Des relents de guerre froide
Le nouveau gouvernement Porochenko implore Ottawa, Washington et d’autres capitales occidentales, de lui procurer de l’armement perfectionné afin de mener la lutte contre les séparatistes prorusses dans l’Est industriel du pays, qui a fait plus de 8.000 morts en 18 mois. La Maison Blanche a pour l’instant autorisé l’envoi de véhicules militaires tout-terrain et de drones non armés |9|. Par ailleurs, d’après les déclarations du représentant du commandement des forces terrestres des États-Unis en Europe, Donald Renn, le Pentagone envisage d’instruire six bataillons des Forces aérospatiales ukrainiennes dès le 23 novembre 2015 |10|.
Un nouveau gouvernement d’oligarques et de financiers
Sous le gouvernement Porochenko est constitué un nouveau « ministère de la politique de l’information ». Le jour de son approbation, le 2 décembre 2014, une quarantaine de journalistes manifestent avec des pancartes « Hello, Big Brother » devant le Parlement, faisant ainsi référence à l’agence du ministère de la Vérité, dans le roman de George Orwell, 1984. Ce ministère de la propagande, qui, comble de l’affaire, rappelle aussi certains aspects de l’ancien régime communiste tant critiqué par le gouvernement ukrainien, est dirigé par Yuriy Stets, le producteur de Channel 5, propriété du président Porochenko. La création de ce ministère survient peu de temps après la publication de rapports, par plusieurs journalistes ukrainiens et groupes de défense des droits de l’homme, concernant d’éventuels crimes de guerre commis dans l’est de l’Ukraine par les milices nationalistes fascisantes, ainsi que les forces séparatistes soutenues par la Russie |11|.
Le Président Porochenko a accordé la citoyenneté ukrainienne par décret à trois personnalités étrangères aussitôt propulsées ministres |12| :
– Après avoir travaillé pour Hansabank en Estonie, rejoint le fond d’investissement suédois East Capital en 2002, être devenu membre du Conseil d’administration de OAO Federal Hydrogeneration Company, Aivaras Abromavičius a dû abandonner la nationalité lituanienne pour devenir ministre de l’Économie et du Commerce en Ukraine. Alors qu’il parle couramment le russe, le lituanien, l’estonien et l’anglais, il affirme ne comprendre que 85 % de ce qui se dit en ukrainien au Parlement |13|.

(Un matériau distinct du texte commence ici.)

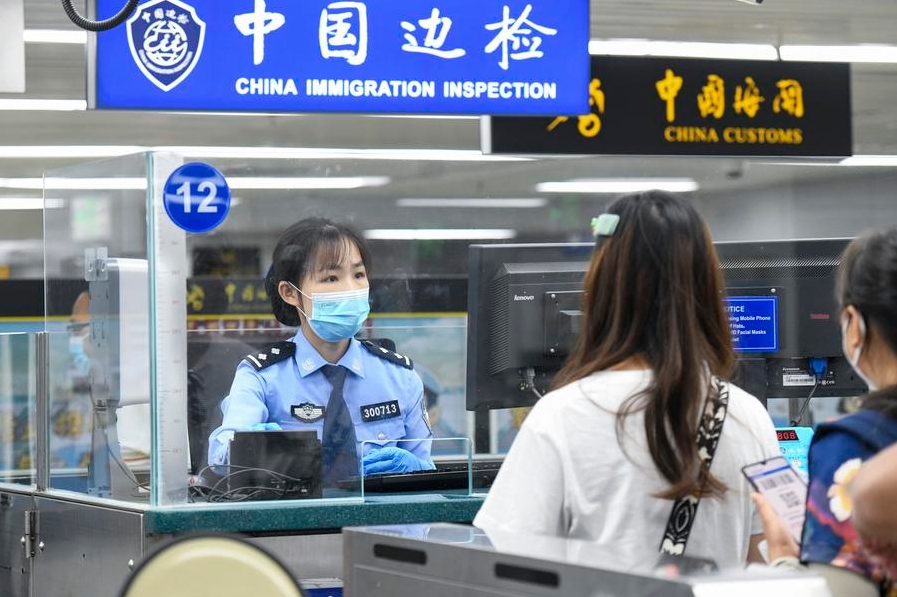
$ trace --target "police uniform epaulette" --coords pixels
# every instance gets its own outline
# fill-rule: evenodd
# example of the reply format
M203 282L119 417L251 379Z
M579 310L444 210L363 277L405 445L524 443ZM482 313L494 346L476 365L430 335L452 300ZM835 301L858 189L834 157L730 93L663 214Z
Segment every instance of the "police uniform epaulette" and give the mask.
M266 346L259 352L248 354L243 357L243 360L255 367L256 371L261 371L265 367L270 367L274 363L279 363L292 357L294 354L296 354L296 344L285 341Z
M375 344L370 340L362 340L361 345L367 348L368 352L380 357L381 359L386 359L390 363L395 363L396 365L404 367L405 369L414 369L414 363L412 363L411 359L404 355L393 352L391 350L386 350L382 346Z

– Aivaras Abromavičius n’est pas le seul à adopter la nationalité ukrainienne pour exercer une fonction politique. Après avoir fait sa carrière au département d’État des États-Unis à Washington, travaillé à l’ambassade américaine en Ukraine de 1992 à 1995, fondé la société d’investissement Horizon Capital, Natalie Jaresko, devient Ministre des Finances de l’Ukraine. Tout en gardant la citoyenneté étasunienne, elle a reçu la nationalité ukrainienne le jour de sa nomination, le 2 décembre 2014. Le 16 septembre 2015, elle signe un accord de prêt de 500 millions de dollars avec la Banque mondiale |14|.
– Démontrant qu’un ministre peut exercer successivement dans plusieurs pays, Alexander Kvitashvili devient le nouveau ministre de la santé, poste qu’il occupait dans son pays, la Géorgie, pendant deux ans (2008-2010) |15|.
Mais ce n’est pas tout. Visé par différentes procédures judiciaires, notamment pour abus de pouvoir et détournement d’argent public (il est accusé d’avoir détourné près de 5 millions de dollars du budget |16|), l’ami de George W Bush (la route reliant l’aéroport à la capitale Tbilisi a même été renommée « George Bush Street » en 2005, après la visite du président étasunien en Géorgie), supporter du mouvement EuroMaiden et ancien président de Géorgie, Mikheïl Saakachvili |17|, est devenu gouverneur de la région d’Odessa en mai 2015, après avoir refusé de devenir vice-premier ministre. Répondant à une demande de Porochenko de rejoindre son équipe à l’été 2014, Mikheïl Saakachvili, habitait alors à New York, à l’abri des poursuites judiciaires alors qu’il fait l’objet d’une enquête pénale dans son pays. Pour obtenir ce poste, il a dû abandonner la citoyenneté géorgienne afin d’obtenir la nationalité ukrainienne |18|. Il n’y avait pas eu jusque là d’ancien président qui quitte son propre pays pour exercer un poste politique à l’étranger. Celui-ci déclare être en Ukraine pour mener la guerre contre Poutine : « Je déteste Vladimir Poutine. Je suis en Ukraine parce que c’est la guerre, le destin de ma vie se décide ici. |19| »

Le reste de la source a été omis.